- Jimmy Hatlo's They'll Do It Every Time (June 25, 1961)
- Author: Jimmy Hatlo (1929–1963) Al Scaduto (1963–2008)
- Illustrator(s): Jimmy Hatlo (1929–1963) Bob Dunn (1963–1989) Al Scaduto (1989–2007)
- Current status/schedule: Single-panel; concluded
- Launch date: February 4, 1929
- End date: February 3, 2008
- Syndicate(s): King Features Syndicate (1936–2008)
- Publisher: San Francisco Call-Bulletin
- Genre(s): humor, adults
- Followed by: Little Iodine

= They'll Do It Every Time =

American comic strip (1929–2008)

They'll Do It Every Time was a newspaper comic strip, created by Jimmy Hatlo. It was published for almost eight decades, first appearing on February 4, 1929, and ending on February 3, 2008. The title of the strip became a popular catchphrase.

== Publication history ==
Hatlo, a sports and editorial cartoonist for the San Francisco Call-Bulletin, created the feature to fill space on the comics page when another strip's galleys did not arrive by the publication deadline. Hatlo kept producing the strip as a daily feature, and before long readers were sending fan mail. The feature proved so popular that it was eventually syndicated by King Features Syndicate beginning in 1936. A larger, single vignette Sunday panel was added on July 4, 1943, and ran for six weeks. It was replaced on August 15, 1943 with the Hatlo-produced spinoff Little Iodine. A multiple vignette Sunday panel was introduced on May 8, 1949. By 1950, They'll Do It Every Time was being published in more than 400 newspapers throughout the United States and Canada.

==Characters and story==
The gags illustrated minor absurdities, frustrations, hypocrisies, ironies and misfortunes of everyday life. These were displayed in a single-panel or two-panel format. If two panels, the first panel would show some deceptive, pretentious, unwitting or scheming human behavior, with the second panel would reveal the truth of the situation.

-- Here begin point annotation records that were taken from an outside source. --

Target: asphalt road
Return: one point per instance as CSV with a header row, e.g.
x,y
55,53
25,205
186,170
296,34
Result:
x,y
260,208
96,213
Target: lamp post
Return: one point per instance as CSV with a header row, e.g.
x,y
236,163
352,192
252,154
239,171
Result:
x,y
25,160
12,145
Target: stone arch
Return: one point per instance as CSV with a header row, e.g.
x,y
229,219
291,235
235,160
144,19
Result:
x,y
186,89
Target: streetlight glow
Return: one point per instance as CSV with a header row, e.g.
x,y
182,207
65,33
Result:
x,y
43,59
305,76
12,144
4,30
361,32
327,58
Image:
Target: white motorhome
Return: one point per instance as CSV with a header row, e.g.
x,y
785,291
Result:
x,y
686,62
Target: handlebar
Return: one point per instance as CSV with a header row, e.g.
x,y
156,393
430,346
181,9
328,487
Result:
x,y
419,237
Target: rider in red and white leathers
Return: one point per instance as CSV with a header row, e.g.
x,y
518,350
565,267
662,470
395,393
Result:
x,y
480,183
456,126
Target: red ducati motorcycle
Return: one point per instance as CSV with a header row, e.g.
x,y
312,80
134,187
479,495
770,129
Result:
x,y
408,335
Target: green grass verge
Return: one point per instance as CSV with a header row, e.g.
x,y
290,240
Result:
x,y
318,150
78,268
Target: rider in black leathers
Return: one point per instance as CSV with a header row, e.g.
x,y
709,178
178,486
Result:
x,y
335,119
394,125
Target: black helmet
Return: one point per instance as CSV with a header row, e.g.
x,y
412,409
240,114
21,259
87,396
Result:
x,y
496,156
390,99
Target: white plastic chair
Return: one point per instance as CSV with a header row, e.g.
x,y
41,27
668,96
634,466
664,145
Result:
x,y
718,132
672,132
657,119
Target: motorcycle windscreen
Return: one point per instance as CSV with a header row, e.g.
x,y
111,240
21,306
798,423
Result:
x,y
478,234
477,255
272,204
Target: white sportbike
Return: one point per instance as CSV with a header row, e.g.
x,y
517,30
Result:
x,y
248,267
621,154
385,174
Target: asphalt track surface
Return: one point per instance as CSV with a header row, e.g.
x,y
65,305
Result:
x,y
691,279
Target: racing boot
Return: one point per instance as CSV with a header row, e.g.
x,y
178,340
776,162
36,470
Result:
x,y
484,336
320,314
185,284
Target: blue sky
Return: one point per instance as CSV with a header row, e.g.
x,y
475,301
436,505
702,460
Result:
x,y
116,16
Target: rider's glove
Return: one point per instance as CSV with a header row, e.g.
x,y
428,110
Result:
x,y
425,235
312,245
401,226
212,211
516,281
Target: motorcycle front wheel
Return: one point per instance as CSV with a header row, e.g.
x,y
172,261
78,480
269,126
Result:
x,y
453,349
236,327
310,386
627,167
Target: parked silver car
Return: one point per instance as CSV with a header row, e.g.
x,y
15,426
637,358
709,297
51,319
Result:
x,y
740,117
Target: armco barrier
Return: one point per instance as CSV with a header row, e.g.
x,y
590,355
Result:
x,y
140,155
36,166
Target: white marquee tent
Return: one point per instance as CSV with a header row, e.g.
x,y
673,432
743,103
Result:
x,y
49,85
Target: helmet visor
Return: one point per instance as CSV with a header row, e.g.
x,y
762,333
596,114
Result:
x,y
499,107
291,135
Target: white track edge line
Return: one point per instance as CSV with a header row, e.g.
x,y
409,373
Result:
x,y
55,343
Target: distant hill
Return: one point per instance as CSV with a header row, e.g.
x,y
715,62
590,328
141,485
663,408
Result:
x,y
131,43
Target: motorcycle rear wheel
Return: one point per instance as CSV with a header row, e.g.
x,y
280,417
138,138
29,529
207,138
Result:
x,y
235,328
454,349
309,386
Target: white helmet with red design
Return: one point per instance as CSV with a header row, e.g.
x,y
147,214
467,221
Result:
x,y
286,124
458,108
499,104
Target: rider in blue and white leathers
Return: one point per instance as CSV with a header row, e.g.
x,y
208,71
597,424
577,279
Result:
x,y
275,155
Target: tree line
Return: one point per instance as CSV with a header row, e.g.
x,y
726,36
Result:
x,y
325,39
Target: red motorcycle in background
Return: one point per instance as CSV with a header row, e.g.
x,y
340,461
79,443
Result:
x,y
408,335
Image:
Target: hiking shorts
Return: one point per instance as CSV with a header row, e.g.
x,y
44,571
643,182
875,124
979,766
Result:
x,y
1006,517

Regular features of the Sunday installments included Then the Fun Began, Unka Jimmy's Doghouse and Hatlo's History. The most notable of these was The Hatlo Inferno in which annoying individuals would receive hellish comeuppance for their perceived sins and hypocrisies. The Hatlo Inferno was featured throughout 1953 and 1954 and returned for a final run of episodes in 1957. It proved so popular that Avon Books published a paperback collection of the material entitled Hatlo's Inferno.

In its early decades, a timid man named Henry Tremblechin was a recurring victim of the strip's observations. Tremblechin's bratty daughter, Little Iodine appeared so often she graduated into her own comic strip (Aug 15, 1943 – Aug 14, 1983), comic book (1949–62), a 1946 movie and a 1988 animated cartoon show.

==A tip of the Hatlo hat==
Ideas and gags usually came from suggestions by readers, who were credited with a small acknowledgment box with a tiny drawing of Hatlo tipping his hat. Hatlo continued working on They'll Do It Every Time until his death in 1963 when the team of Al Scaduto and Bob Dunn took over the strip. The readers continued to be credited for their suggestions, but the drawing of the "Hatlo hat" was dropped.

After Dunn's death in 1989, They'll Do It Every Time was written and drawn by Scaduto, who died December 8, 2007, at age 79. King Features announced that the strip would not continue with another cartoonist and ceased publication on February 2, 2008. At the time of Scaduto's death, King Features was distributing the panel to more than 100 American newspapers.

==Awards==

Al Scaduto's They'll Do It Every Time (March 7, 2007)

The strip, as well as Bob Dunn, received the National Cartoonists Society's Newspaper Panel Cartoon Award for 1968, 1969 and 1979 (with Al Scaduto), plus the Reuben Award for 1975. Al Scaduto won the Newspaper Panel Cartoon Award for 1991 and 1997 for his work on the strip.